Government came out guns blazing to clear its name with its spokesperson Nthakeng Selinyane telling Public Eye that TRC was “comparing diamonds to rubies” in a covert operation aimed at discrediting government’s image.

“It is now an open secret that the matter of the security detail of the premiership has been a concern with the national security establishments for some time now,” Selinyane said.

He added: “This is a matter that has been left in their (security establishments) hands with consideration for both affordability and dependability of the security convoy or security fleet of the premiership.

“The premiership being the prime minister and the deputy prime minister.

“We come from a situation where we had those Land Rovers of 2012 and they were touted again for the premiership of 2017 but we were told by those in the know that they were a few times more expensive than the Lexus.”

Now, the Prime Minister’s official car is a Lexus LX (Luxury Crossover), a full-size luxury SUV.

“His security detail uses a fleet of the same model, Lexus LX manufactured by a division of Toyota.

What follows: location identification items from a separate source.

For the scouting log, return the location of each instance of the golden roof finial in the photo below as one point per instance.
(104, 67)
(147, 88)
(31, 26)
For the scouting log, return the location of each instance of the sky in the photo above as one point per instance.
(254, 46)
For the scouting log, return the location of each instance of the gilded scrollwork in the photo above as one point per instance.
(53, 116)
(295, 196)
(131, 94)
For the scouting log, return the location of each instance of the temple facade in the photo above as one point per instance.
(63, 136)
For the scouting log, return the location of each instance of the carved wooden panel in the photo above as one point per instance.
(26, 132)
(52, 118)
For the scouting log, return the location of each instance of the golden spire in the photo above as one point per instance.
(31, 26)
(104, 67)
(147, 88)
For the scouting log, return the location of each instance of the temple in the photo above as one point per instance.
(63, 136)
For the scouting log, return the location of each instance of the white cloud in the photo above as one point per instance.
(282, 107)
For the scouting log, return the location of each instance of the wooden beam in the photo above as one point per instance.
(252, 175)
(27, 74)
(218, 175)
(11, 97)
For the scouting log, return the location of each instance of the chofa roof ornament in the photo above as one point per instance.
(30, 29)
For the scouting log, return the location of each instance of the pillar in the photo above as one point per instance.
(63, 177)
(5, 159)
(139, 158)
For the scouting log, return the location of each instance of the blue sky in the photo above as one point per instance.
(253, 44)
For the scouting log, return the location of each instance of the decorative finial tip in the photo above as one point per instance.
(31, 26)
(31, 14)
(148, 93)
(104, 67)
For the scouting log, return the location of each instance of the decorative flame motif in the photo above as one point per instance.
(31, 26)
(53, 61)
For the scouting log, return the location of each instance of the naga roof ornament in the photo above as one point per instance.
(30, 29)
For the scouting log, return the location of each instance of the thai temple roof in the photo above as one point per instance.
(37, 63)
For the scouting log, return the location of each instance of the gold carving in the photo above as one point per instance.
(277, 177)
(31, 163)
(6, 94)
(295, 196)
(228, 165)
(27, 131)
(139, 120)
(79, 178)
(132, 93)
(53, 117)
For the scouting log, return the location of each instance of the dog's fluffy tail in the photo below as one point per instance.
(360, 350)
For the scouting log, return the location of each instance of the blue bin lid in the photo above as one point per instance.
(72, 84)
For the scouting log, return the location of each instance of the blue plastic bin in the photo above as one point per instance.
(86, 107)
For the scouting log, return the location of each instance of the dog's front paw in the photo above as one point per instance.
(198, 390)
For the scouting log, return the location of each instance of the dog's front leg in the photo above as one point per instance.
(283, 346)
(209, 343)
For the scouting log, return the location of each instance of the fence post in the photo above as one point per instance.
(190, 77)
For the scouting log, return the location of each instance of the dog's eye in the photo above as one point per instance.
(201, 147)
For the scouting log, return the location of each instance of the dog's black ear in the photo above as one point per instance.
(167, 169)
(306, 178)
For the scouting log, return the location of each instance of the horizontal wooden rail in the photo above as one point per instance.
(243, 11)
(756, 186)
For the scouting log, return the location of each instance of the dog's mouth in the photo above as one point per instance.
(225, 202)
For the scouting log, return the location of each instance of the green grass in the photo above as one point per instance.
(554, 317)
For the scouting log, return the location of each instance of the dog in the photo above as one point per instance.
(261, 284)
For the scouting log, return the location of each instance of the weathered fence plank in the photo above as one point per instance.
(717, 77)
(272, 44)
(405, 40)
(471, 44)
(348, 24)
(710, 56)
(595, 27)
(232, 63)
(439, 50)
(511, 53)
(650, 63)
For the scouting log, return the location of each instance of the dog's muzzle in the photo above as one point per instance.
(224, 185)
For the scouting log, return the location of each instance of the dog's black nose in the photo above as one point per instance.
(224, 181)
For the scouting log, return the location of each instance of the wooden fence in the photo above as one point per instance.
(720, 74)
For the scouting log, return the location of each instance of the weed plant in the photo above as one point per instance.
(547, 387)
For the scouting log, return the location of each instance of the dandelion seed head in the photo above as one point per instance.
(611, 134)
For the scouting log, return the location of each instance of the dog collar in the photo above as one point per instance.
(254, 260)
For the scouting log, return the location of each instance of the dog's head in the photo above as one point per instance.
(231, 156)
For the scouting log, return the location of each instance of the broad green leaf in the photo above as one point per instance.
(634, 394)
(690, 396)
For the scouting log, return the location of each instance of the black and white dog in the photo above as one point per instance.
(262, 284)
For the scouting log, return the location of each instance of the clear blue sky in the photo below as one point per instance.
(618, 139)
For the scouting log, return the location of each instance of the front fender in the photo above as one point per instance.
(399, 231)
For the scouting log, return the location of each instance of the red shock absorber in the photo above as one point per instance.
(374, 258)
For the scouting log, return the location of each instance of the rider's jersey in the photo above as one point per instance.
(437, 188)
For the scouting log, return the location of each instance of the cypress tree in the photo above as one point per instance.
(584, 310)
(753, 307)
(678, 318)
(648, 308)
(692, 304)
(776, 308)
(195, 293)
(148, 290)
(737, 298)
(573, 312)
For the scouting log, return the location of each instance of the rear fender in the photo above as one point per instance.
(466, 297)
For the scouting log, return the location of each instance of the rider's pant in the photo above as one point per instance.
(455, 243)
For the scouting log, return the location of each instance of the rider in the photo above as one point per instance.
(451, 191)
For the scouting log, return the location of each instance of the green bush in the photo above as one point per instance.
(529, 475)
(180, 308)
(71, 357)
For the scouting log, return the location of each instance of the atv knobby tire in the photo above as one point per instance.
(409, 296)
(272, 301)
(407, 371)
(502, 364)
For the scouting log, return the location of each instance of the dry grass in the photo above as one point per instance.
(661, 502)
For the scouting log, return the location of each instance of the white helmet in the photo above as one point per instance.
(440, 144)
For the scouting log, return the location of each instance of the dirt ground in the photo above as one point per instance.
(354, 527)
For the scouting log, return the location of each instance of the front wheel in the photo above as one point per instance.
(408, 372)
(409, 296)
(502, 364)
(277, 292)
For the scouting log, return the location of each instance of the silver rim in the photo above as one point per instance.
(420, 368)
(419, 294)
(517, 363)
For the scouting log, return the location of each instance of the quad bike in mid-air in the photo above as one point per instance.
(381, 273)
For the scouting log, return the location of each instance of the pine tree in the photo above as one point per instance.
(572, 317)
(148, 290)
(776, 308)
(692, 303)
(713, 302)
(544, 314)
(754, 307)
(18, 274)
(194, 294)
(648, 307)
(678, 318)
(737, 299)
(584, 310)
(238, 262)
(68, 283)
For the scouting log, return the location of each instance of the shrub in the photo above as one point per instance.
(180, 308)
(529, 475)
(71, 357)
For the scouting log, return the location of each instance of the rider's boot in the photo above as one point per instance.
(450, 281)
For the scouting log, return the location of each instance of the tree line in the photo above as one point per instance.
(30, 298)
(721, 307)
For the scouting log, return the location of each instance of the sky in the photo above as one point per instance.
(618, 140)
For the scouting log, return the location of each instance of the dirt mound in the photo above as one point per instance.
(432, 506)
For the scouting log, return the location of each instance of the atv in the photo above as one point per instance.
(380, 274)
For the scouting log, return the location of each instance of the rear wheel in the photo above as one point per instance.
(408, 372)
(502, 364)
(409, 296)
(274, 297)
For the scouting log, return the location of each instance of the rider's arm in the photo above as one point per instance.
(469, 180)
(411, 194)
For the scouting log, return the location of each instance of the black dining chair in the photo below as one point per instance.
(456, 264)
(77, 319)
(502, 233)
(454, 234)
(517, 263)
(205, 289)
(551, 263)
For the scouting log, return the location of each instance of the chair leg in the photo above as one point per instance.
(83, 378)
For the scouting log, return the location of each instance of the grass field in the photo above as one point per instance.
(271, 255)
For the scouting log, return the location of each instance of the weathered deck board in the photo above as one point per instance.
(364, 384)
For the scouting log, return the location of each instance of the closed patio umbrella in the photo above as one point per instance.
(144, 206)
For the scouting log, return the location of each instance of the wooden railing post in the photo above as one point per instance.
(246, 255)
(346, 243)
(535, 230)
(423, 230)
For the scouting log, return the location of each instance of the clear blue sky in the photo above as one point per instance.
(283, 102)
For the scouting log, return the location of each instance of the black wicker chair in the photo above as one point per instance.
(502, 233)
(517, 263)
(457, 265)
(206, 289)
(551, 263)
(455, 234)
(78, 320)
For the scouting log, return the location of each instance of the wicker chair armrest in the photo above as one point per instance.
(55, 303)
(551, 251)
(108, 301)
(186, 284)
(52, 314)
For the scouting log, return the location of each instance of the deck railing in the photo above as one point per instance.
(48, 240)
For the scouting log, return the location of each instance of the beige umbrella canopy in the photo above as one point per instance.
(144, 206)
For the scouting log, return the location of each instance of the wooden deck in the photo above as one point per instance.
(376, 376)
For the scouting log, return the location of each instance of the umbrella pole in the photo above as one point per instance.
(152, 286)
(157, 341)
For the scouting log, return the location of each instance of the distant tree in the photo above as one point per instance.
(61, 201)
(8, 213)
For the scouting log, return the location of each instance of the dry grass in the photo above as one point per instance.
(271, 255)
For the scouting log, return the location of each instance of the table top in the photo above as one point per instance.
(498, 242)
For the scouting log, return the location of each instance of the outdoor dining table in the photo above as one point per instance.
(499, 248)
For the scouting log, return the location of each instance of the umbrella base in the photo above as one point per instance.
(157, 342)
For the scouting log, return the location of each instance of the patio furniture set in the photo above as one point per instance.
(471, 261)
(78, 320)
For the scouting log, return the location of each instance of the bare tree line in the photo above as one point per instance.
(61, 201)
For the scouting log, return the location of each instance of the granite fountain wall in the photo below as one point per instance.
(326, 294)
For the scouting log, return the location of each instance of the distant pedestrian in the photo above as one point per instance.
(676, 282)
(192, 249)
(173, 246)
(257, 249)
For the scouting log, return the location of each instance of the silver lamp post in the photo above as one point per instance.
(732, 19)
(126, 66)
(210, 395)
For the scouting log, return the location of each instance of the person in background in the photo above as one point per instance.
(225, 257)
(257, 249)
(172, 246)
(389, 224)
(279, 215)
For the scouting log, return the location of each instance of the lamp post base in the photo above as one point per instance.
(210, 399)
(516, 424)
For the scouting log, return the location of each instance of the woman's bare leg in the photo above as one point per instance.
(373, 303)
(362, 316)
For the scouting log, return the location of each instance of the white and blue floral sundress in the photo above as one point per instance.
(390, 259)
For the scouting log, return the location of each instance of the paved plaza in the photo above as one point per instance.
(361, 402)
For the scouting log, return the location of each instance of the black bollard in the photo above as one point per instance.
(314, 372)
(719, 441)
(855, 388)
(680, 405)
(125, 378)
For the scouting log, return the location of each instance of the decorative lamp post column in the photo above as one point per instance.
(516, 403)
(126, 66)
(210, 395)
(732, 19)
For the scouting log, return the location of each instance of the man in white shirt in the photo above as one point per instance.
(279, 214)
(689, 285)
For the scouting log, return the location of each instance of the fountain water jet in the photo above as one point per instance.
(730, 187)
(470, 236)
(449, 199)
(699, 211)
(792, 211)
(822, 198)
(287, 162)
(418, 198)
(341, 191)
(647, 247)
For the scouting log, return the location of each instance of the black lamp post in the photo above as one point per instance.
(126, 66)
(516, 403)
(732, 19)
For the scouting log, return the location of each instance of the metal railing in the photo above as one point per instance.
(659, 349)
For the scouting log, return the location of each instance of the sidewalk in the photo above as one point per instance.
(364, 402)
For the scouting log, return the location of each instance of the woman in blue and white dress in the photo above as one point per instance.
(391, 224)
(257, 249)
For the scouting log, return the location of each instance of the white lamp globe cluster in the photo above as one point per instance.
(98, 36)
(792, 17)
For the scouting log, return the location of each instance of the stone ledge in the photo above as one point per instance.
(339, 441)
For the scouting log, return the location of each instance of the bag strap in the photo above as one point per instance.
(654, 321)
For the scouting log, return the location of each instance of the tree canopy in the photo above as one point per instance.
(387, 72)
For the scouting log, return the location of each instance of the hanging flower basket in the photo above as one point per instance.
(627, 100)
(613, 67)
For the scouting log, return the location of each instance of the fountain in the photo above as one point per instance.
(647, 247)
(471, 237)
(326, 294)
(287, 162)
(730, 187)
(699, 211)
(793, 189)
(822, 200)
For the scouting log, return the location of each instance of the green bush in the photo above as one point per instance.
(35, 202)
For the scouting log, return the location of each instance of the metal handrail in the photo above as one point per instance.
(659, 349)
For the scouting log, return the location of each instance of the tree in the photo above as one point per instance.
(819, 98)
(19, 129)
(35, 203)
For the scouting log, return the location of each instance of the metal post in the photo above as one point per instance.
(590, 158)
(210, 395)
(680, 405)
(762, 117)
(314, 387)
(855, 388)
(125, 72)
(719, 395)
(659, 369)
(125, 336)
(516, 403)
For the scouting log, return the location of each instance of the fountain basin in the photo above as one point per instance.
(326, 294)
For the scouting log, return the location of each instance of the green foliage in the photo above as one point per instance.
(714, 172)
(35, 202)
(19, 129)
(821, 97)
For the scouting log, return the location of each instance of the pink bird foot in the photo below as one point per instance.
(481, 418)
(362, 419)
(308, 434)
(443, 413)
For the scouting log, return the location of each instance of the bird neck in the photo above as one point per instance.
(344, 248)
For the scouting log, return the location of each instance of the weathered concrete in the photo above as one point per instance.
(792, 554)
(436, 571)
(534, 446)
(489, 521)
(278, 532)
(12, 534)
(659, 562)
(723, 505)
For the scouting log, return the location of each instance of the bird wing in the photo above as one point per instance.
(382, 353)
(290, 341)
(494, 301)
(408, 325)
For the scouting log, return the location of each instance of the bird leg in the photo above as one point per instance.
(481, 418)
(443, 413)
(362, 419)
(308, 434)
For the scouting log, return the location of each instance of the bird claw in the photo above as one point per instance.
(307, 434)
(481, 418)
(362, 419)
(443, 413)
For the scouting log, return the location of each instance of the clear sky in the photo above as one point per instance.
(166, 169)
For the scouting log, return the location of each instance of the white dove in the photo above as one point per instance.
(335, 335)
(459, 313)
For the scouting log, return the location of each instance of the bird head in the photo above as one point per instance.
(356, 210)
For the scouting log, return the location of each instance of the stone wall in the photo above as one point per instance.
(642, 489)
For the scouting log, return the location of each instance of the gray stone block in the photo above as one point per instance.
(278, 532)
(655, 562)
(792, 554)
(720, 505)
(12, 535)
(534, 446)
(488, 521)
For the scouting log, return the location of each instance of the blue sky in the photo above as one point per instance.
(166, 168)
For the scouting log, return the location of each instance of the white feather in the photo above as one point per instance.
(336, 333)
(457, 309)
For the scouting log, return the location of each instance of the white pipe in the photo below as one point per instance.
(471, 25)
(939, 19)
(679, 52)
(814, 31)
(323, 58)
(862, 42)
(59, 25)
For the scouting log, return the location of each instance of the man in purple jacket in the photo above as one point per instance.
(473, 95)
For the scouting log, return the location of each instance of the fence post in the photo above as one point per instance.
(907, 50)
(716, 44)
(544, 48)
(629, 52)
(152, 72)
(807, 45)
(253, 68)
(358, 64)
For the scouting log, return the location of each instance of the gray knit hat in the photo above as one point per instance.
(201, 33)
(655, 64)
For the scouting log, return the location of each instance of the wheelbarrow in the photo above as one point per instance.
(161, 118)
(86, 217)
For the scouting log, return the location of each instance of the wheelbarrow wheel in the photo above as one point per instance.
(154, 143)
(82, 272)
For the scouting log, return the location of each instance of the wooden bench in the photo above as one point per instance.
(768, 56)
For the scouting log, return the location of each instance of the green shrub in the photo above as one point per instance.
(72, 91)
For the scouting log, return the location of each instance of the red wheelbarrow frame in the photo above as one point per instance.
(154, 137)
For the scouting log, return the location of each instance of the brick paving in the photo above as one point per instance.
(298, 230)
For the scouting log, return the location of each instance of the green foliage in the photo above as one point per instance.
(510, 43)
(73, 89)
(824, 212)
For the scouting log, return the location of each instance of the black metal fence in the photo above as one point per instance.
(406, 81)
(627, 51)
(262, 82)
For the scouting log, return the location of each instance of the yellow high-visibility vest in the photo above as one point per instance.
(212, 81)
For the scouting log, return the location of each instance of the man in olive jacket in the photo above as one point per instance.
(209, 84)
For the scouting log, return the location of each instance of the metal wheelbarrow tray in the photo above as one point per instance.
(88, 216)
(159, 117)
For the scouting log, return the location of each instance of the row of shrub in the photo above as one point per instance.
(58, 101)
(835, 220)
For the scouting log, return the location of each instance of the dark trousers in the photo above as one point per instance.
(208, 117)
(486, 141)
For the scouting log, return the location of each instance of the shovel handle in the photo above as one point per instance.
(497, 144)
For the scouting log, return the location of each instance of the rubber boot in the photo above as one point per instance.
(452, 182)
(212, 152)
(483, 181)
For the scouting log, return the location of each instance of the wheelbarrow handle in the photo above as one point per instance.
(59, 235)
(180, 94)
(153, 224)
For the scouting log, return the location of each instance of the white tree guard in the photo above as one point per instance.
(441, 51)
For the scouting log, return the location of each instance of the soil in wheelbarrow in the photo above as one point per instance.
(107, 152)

“We were also told that those Lexus vehicles which have been used from before 2017, and nobody complained about them up to this far by the way, were in no condition to continue performing to the standards that were required of the security risks that the office of the Lesotho Prime Minister attracts,” Selinyane said.

“Now those are not the choices that cannot be made easily. This procurement (of new fleet for Prime Minister) has been delayed by anything between six and eight months, or even a year. They were supposed to have been bought last year but their procurement has come to be settled this year out of the best consideration led by those responsible, those who should account,” he added.

Moeketsi, however, told reporters the country now “needs vigilance in both government and opposition to pay much attention and take actions and formulate clear policies against high levels of unemployment and rampant poverty among all vulnerable groups, particularly most disadvantaged unemployed tertiary graduates, youth and women who are a majority of our population”.

He added that it was “unacceptable” that farmers and government service suppliers “are rarely paid on time unless they have political connections with senior government officials who also endlessly continue with their unnecessary international trips with a view to receiving per diem”.

He urged government to concentrate on preparing for the “perennial food insecurity which most people are already experiencing”.

Media reports indicated earlier this month that government needed over M200 million to buy 25 255 tonnes of grain for the country’s most vulnerable communities.

Crop production in this country declined by 21 percent and the sale of livestock products dropped by 70 percent due to drought, Disaster Management Authority (DMA) announced.

The number of people who will need food will increase to about 640 000 from July until June next year unless production is boosted by intensive agriculture practices.

“The TRC is in a position now to know that about half a million Basotho face famine or severe food shortage because of the efficiency of the government,” Selinyane said yesterday.

“It is because of the openness, accountability, transparency and responsiveness and answering to the people for its actions on the part of the government that those statistics have been compiled, checked and rechecked, discussed and resources being deployed to ensure that nobody is left out of the net of potential beneficiaries and then the strategies are being put afoot.”

He further indicated that there was a recent announcement by the United Nations Development Programme (UNDP) and the DMA on behalf of government, of the preliminary estimation of the rollout of assistance.

“Other means and forms of assistance will be publicised and rolled out. This has nothing to do with, and it is not in competition with and it cannot be replaced by or it cannot replace the consideration of the security for the premiership.

“Those two things have nothing in common, it is like talking of pebbles and rubies. In this case I am not saying the pebbles are the premiership’s security and rubies are the food insecurity or vice versa,” he said.